JILL HEEMSKERK: [chuckling] I'm really wondering what to make of that intro music [laughter]! You guys are a hoot.

Yes, so, thank you for that nice introduction, and good afternoon, everybody [applause]. I am Jill Heemskerk, deputy director of, we'll say, NIBIB. You heard the full name and it's a mouthful, but really what we are is the engineering institute at the National Institutes of Health.

The NIH is one of the largest, is actually the largest funder of biomedical research in the world, and funds most of the research done at universities, small businesses, and research institutions in this country. It's actually made up of twenty-seven different institutes and centers, and you know at least one, because Dr. Tony Fauci runs the National Institute of Allergy and Infectious Disease [cheering and applause]. That's one of the biggest NIH institutes. Engineering is a small one, but we're mighty. And when the pandemic started, Congress gave the NIH a lot of money to develop new vaccines, new treatments, and new tests for COVID.

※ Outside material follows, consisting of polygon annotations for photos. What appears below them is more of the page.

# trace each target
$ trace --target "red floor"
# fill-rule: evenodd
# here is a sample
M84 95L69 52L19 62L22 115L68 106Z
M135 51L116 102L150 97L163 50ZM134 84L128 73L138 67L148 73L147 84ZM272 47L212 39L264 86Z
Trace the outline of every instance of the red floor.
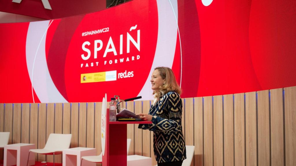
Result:
M3 161L0 160L0 165L3 164ZM45 165L45 163L41 163L41 162L39 161L36 161L35 162L35 165L35 165L35 166L41 166L41 165ZM62 166L62 164L61 163L55 163L54 166ZM47 166L52 166L54 165L53 163L52 162L48 162ZM13 166L16 166L16 165L15 165Z

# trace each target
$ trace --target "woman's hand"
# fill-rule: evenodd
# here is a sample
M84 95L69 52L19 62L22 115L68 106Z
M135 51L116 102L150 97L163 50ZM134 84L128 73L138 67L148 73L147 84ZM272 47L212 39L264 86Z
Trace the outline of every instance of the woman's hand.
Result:
M136 116L139 116L140 118L143 121L152 121L152 115L144 113L138 113L136 114Z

The engineering institute, our institute, NIBIB, was charged with developing COVID tests, which is a perfect role for the engineering community. You'll remember at the beginning of the pandemic how very hard it was to get a COVID test, and then once you got your test, how long it took to get the results back. Yeah, that's right, you couldn't even get them.

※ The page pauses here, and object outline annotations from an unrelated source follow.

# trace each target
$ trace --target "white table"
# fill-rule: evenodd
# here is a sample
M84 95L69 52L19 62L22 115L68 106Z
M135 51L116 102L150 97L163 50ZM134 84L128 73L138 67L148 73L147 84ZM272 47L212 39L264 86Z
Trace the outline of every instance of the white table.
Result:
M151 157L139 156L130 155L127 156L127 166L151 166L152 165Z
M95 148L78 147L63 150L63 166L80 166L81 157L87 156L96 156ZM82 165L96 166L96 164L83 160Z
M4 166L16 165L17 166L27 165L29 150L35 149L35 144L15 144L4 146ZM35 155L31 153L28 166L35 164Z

So, I'm going to tell you today about a program we started called RADx, and that stands for Rapid Acceleration of Diagnostics. We've been successful at delivering about half the diagnostics available in the country now, not only in laboratories, but also at point of care in doctors' offices, clinics, as well as the at-home tests that we're so grateful to have. But really the big story today is our partnership with NFB to make home tests more accessible for people with blindness and low vision [applause]. So, as we just heard, when the government started distributing free tests to people in the country early this year, NFB and other advocacy groups quickly did some very important and very effective outreach to the government. They pointed out that, while it's great to have tests in the country, the tests that we have are not accessible to people with blindness and low vision and other disabilities.

We completely agree and recognize that everybody needs tests that can be taken easily, independently, and confidentially.

And so I'm going to tell you about our RADx efforts to make accessible tests a reality.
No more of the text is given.